Le Premier ministre, Rimtalba Jean Emmanuel Ouédraogo, a procédé, au lancement officiel de la plateforme électronique de signature dénommée « FasoSign », ce mardi 15 septembre 2026, au cours d’une cérémonie à Ouagadougou. La plateforme comportant trois sous composantes numériques distinctes vise l’efficacité du service public.
Le gouvernement burkinabè dans sa lancée de dématérialisation des services de l’Administration publique, a franchi un cap, ce mardi 15 septembre 2026. En effet, le chef du gouvernement burkinabè, Rimtalba Jean Emmanuel Ouédraogo, par un clic, a procédé, au lancement officiel de la plateforme FasoSign devant permettre d’obtenir un acte signé en ligne. Cette plateforme, selon ses concepteurs, permettra à l’Administration publique et aux usagers des services publics de gagner en temps et en argent.

La dématérialisation et la modernisation de l’Administration publique, font partie des grosses orientations du président du Faso, le capitaine Ibrahim Traoré. A ce jour, plusieurs dizaines de procédures de services ont été dématérialisées et sont accessibles en ligne. Mais, jusque-là, « il manquait ce dernier maillon qui permet à l’autorité de pouvoir apposer sa signature et de pouvoir le faire également de façon dématérialisée », a déclaré le chef du gouvernement burkinabè, pour qui, ce lancement n’est qu’une étape.
« J’engage tous les Départements ministériels et des institutions publiques à faire en sorte que le plus rapidement possible, on puisse établir un chronogramme rigoureux de vulgarisation et d’adoption de FasoSign qui ne doit pas être une option mais une obligation », a-t-il dit.
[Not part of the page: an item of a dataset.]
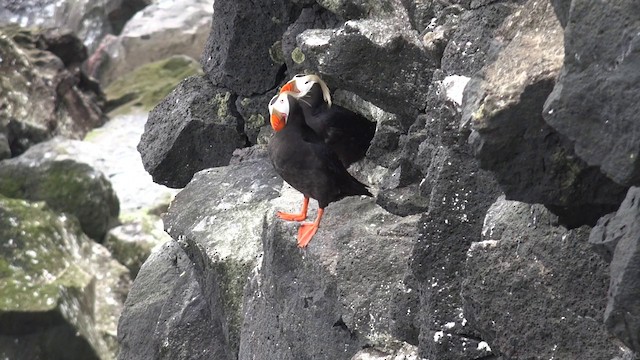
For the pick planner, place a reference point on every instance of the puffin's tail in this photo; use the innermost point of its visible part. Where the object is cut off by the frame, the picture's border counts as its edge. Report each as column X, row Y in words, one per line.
column 357, row 188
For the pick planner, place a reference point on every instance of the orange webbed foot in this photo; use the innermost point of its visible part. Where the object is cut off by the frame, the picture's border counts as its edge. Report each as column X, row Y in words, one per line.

Pour le Premier ministre, cette plateforme résout une grosse équation. « On a parfois des documents administratifs ou des ordres de mission qui voyagent juste pour des raisons de signatures » parce que l’autorité qui doit apposer sa signature n’est pas sur place. « Grâce à cette plateforme, tout cela est fini », a-t-il soutenu.
Le ministre de la Transition digitale, des Postes et des Communications électroniques, Aminata Zerbo/Sabane, a rappelé qu’à travers les 12 chantiers de la transformation digitale à l’horizon 2030, le gouvernement a engagé une refondation de l’Administration avec pour ambition, le zéro papier dans l’Administration publique et le zéro cash dans les services publics. « Plus d’une centaine de plateformes sont aujourd’hui en exploitation et facilite aussi bien le quotidien des usagers que celui des agents publics », a-t-elle indiqué, soulignant que ces résultats et leurs impacts témoignent de la nécessité de l’urgence de mener ces chantiers à leur terme et surtout d’accélérer davantage la cadence.
Pour elle, une Administration ne peut être véritablement électronique tant que des actes continuent d’être imprimés, transportés et signés à la main. « Chaque dossier instruit en ligne puis imprimé pour être signé, chaque parapheur qui attend dans un bureau, chaque acte qui circule de service en service pendant des jours est une rupture dans la chaîne numérique et une perte de temps pour l’Etat mais aussi pour le citoyen. FasoSign vient combler cette rupture », a-t-elle signifié.
Avec FasoSign, désormais, la dématérialisation engagée dans tous les Départements ministériels peut désormais se faire de bout en bout. « Produire le document, le validé, le signé, le transmettre et le conserver sous forme numérique dans des conditions qui garantissent son authenticité, son intégrité et sa traçabilité », a soutenu Aminata Zerbo/Sabane.

En somme, au regard de l’éclairage des responsables de la Transition digitale, ce que FasoSign change, c’est d’abord l’efficacité de l’action publique car les délais de traitement se réduisent ainsi que les coûts des transports d’impression, de transport et d’archivage physique qui disparaissent. Aussi chaque décision laisse une trace vérifiable.